Conda on Spiedie (intermediate)


This tutorial illustrates the use of the Conda environment manager along with the GPU compute node on Spiedie.

If you’de like to run the same job, but using Singularity instead of Conda, click here!

Click here for more information on when to use Conda vs. Sinularity vs. Modules

Things covered in this guide:

  1. Enabling and using Conda
  2. Accessing a GPUCompute partition
  3. Running a GPU-enabled workload

Requirements to complete the guide:

  1. Familiarity with Spiedie (try the quick start if you haven’t)
  2. Familiarity with shell commands and python

Enabling Conda on Spiedie

For this tutorial, we will be enabling the Conda package and environment manager on Spiedie to set up our environment and install packages.

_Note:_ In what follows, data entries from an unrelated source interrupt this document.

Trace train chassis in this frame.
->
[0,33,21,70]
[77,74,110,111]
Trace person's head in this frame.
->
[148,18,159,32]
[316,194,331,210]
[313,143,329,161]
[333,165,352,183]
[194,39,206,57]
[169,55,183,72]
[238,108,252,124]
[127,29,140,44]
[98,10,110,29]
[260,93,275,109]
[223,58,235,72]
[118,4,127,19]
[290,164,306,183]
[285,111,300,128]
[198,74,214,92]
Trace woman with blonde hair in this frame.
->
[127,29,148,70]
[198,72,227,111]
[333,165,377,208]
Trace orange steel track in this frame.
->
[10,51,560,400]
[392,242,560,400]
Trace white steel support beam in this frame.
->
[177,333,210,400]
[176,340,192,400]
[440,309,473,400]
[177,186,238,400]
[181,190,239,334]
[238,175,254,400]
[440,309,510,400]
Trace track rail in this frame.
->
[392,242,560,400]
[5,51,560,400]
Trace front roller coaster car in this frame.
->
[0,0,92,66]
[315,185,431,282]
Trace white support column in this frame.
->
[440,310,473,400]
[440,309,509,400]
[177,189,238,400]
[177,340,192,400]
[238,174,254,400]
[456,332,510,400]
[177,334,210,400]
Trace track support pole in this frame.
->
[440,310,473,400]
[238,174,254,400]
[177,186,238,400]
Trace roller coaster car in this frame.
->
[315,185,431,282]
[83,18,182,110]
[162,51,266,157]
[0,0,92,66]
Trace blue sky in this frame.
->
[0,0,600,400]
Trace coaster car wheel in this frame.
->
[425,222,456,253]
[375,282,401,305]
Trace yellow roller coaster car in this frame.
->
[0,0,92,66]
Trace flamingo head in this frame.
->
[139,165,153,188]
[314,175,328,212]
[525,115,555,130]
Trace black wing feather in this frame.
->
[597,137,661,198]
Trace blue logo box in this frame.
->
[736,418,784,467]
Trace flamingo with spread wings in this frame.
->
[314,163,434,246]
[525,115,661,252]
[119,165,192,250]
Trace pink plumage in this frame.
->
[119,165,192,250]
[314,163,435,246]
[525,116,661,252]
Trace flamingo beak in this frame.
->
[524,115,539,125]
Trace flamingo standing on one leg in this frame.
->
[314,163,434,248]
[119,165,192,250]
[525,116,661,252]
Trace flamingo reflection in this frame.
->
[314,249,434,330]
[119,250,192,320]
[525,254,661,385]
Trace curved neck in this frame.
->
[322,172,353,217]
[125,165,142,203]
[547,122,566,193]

In order to activate Conda at log in on Spiedie, log in and run the following command:

/cm/shared/apps/miniconda/bin/conda init

Then, close the window and log back in.

You should see the terminal include the base environment tag like:

(base)[username@spiedie81 ~]:

NOte: You do not have to repeat this step every time you want to use Conda. This will automatically start every time you log in

Note: If you would like to disable Conda at log in and would like to use Conda, run:

conda config --set auto_activate_base false

Install packages

We will be using GPU enabled TensorFlow to test out our python GPU code. To create a new virtual environment called spiedie_tf_gpu and install tensorflow-gpu on it, run

conda create --name spiedie_tf_gpu tensorflow-gpu

Access GPU partition

For this tutorial, we will be accessing the interactive shell on a GPUCompute node. In order to request a shell session on SLURM, run:

srun --partition=gpucompute --gres=gpu:1 --pty bash

Since, we will only be running a simple gpu test program, we will not request additional memory or resources.

Running the program

Once assigned to a GPU node, switch to the new virtual environment using:

conda activate spiedie_tf_gpu

We will be running a simple 5000 element dot product on our P100 GPUs and logging the device placement. You can download here.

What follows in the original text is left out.